По дороге домой в метро читал статью нашего пятикурсника Алексея Иванова в "Литучебе". Статья о Литинституте называется "Тридцатилетние". Тезис, довольно спорный, что тридцатилетние — соль земли и именно в это время пишутся все лучшие произведния. Приводится в качестве примера Анат. Ким и Саша Соколов. А Вольтер, написавший "Кандида", кажется, в шестьдесят? А многие другие писатели, чей талант расцвел именно в зрелом возрасте? У Алексея ощущение, что старшие его не пускают в литературу и старшим тоже в литературе не дают жить, но не возрастные силы, а некоторые другие. Но в статье есть боль и волнение. Много закавыченных, но без сноски на имя цитат из меня. "Нас встретили на пороге словами: "Если вы решились прийти сюда, знайте, что вашу жизнь вы уже проиграли". Мое, мое. Интересно и восприятие меня студентами: "Помню, когда пришли первого сентября, на крыльце стоял ректор и приветствовал нас. Он говорил, а ветер развевал седую прядь волос. Он говорил, что Литинститут — это непотопляемая субмарина, и рубил ладонью воздух — какая хорошая мысль! Да и было похоже, что стоит он на капитанском мостике. Затем распахнул дверь, а субмарина начала свое погружение. И вот плывем уже три с половиной года, и готов плыть хоть всю жизнь". А я-то со стороны кажусь себе еще мичманом.
"Независимая" 20-го поместила заметку Александра Панова о церемонии вручения Казаку мантии и грамоты. Выделяю фразу: "Выбор оправданный и объяснимый — Казак имеет немалые заслуги перед русской литературой и перед Литературным институтом, в частности (на церемонии присуждения степени ректор Литинститута Сергей Есин вспомнил "милый Кельн" и семинары Казака)". Хороша и газетная фотография — я надеваю на Казака мантию, которая застегнута на "женскую" сторону по недогляду наших милых дам — Е. Кешоковой и моей секретарши Галины Васильевны, ездивших в дом моделей Зайцева: обе докторские мантии были сделаны на Барбару — нашего второго доктора Honoris causa; итак, я надеваю, вытянув руки, шапочку на доктора "полицейского литературоведения" (так Казака в прежние времена обзывали в "Литературке").
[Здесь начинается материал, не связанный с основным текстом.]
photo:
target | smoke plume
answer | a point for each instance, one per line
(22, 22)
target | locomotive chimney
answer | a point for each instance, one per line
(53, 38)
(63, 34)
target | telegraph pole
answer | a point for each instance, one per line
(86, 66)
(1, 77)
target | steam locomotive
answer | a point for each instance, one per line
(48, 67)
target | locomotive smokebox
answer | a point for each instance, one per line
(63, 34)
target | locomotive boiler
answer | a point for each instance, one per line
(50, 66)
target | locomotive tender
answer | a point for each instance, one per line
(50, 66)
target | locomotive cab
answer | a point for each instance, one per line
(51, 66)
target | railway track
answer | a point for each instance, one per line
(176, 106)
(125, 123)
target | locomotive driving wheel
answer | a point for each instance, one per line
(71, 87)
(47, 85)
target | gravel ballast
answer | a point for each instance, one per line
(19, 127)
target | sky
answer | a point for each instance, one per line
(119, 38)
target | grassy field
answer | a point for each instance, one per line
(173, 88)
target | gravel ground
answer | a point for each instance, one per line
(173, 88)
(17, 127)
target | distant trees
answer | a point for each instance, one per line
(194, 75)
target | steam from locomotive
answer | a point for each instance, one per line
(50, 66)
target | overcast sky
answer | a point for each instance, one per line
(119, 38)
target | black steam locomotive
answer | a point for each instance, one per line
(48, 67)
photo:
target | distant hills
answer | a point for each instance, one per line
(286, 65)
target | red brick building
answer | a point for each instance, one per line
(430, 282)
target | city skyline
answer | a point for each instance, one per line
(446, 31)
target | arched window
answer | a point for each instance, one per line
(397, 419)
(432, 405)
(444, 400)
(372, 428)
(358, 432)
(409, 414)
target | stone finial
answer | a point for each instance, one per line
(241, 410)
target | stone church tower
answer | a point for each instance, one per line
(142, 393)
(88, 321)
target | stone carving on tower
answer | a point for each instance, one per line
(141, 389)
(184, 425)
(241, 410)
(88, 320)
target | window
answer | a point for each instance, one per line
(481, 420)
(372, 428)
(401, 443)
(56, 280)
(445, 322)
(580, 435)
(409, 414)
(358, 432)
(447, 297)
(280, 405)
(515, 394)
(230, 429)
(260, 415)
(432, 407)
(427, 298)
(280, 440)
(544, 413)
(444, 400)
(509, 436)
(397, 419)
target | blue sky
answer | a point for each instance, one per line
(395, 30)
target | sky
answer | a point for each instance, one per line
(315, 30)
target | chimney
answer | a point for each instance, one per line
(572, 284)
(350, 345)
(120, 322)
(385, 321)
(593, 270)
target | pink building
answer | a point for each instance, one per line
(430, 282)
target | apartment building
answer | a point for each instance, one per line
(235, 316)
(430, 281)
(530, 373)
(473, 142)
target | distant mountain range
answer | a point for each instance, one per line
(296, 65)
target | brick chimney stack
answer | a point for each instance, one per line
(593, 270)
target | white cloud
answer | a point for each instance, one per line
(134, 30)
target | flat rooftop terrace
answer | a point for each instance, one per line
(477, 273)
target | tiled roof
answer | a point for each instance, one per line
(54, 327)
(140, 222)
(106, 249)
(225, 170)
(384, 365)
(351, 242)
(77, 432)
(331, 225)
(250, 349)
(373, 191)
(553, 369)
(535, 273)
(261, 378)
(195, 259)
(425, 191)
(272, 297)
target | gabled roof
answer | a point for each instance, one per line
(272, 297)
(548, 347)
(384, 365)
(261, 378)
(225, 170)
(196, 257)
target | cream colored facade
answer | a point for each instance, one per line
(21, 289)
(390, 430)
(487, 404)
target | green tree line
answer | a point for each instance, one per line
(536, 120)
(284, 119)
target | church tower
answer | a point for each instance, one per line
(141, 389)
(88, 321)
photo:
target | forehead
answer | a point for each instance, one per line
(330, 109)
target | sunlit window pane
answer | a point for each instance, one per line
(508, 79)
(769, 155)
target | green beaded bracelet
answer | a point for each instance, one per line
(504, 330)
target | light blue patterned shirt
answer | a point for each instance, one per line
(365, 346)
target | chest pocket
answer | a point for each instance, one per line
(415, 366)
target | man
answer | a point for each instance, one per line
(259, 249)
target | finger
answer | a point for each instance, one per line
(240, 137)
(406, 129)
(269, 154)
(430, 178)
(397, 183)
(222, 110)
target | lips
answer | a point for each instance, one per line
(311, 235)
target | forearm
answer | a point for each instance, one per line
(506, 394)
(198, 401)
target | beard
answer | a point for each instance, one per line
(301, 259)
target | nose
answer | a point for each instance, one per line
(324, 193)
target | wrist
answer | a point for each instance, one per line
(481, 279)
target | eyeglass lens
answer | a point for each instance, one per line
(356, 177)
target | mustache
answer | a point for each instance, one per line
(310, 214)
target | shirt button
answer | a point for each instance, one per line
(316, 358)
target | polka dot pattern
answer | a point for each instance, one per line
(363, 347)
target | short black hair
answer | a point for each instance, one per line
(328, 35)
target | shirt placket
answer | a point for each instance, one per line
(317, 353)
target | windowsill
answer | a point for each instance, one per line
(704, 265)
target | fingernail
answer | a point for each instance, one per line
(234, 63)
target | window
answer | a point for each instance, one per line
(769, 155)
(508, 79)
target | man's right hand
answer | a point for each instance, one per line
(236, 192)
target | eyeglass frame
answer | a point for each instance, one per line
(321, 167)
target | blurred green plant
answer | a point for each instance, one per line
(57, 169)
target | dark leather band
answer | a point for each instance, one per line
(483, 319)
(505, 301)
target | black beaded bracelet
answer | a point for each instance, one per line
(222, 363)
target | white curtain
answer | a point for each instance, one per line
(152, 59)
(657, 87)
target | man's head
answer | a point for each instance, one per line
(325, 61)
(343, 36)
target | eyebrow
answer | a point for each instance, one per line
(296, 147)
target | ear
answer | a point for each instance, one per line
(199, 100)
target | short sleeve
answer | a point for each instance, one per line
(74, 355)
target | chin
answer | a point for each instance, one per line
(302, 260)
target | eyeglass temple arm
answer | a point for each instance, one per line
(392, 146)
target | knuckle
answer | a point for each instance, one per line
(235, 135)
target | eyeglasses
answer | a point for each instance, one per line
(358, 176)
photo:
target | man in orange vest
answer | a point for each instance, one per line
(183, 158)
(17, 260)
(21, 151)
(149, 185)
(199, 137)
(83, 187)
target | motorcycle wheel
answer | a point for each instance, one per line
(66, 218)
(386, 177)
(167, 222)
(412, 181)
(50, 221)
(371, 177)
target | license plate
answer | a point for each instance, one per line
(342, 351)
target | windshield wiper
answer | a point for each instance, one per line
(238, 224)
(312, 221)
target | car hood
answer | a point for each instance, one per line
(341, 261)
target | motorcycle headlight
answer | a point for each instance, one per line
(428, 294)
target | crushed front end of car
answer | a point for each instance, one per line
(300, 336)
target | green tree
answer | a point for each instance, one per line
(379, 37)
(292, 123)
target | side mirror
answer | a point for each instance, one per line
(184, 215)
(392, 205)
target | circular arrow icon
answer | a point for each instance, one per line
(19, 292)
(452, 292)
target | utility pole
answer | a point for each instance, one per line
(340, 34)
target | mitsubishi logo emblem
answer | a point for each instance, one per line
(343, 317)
Оба — и Казак, и ректор — самодовольны до отвращения.
Когда я вошел, то сразу увидел, что публика разнокалиберная и ее излишне много, да и повели всех, к моей неожиданности, не в милый банкетный, а в конференц-зал. Презентация началась на тридцать минут позже. Боже, но какие были речи! С каким придыханием наши штатские и военные произносили слова "ваше высочество". С каким энтузиазмом льстили. Как упоительно говорили о дружбе. Хусейна называли не иначе, как "багдадский правитель". Наши новые богатые (богатые ли?) продавали своих бедных соотечественников и продавались. С каким упоением говорили о войне, в которой я не был на стороне американцев. Долго я эту трескотню выдержать не мог. У подвернувшегося поблизости охранника бесцеремонно спросил: "Жратва после пресс-конференции будет?". Охранник ответил: "Если и будет, то не для всех". Я представил себе, что мне придется проталкиваться через этих "не для всех", качать свои права, стыдобушка-то какая. Я тут же, бочком-бочком, и вышел прочь к домашнему супу и домашним же, из холодильника, рыбным котлетам. Обычное хамское отношение к широкой публике. Нагнали, а потом, желая сэкономить, ищут кто познатнее, кого нельзя не накормить, а кто и самим воздухом королевского высочества будет сыт.
В три пятнадцать состоялся ученый совет. Прошло довольно легко, Минералов стал завкафедрой, Корниенко — профессором. Это и неплохо, она работящая, неглупая. Вышла из печати — привезли сигнал — новая книжка Вишневской о Сумарокове. Сделали хорошо, я рад, как младенец.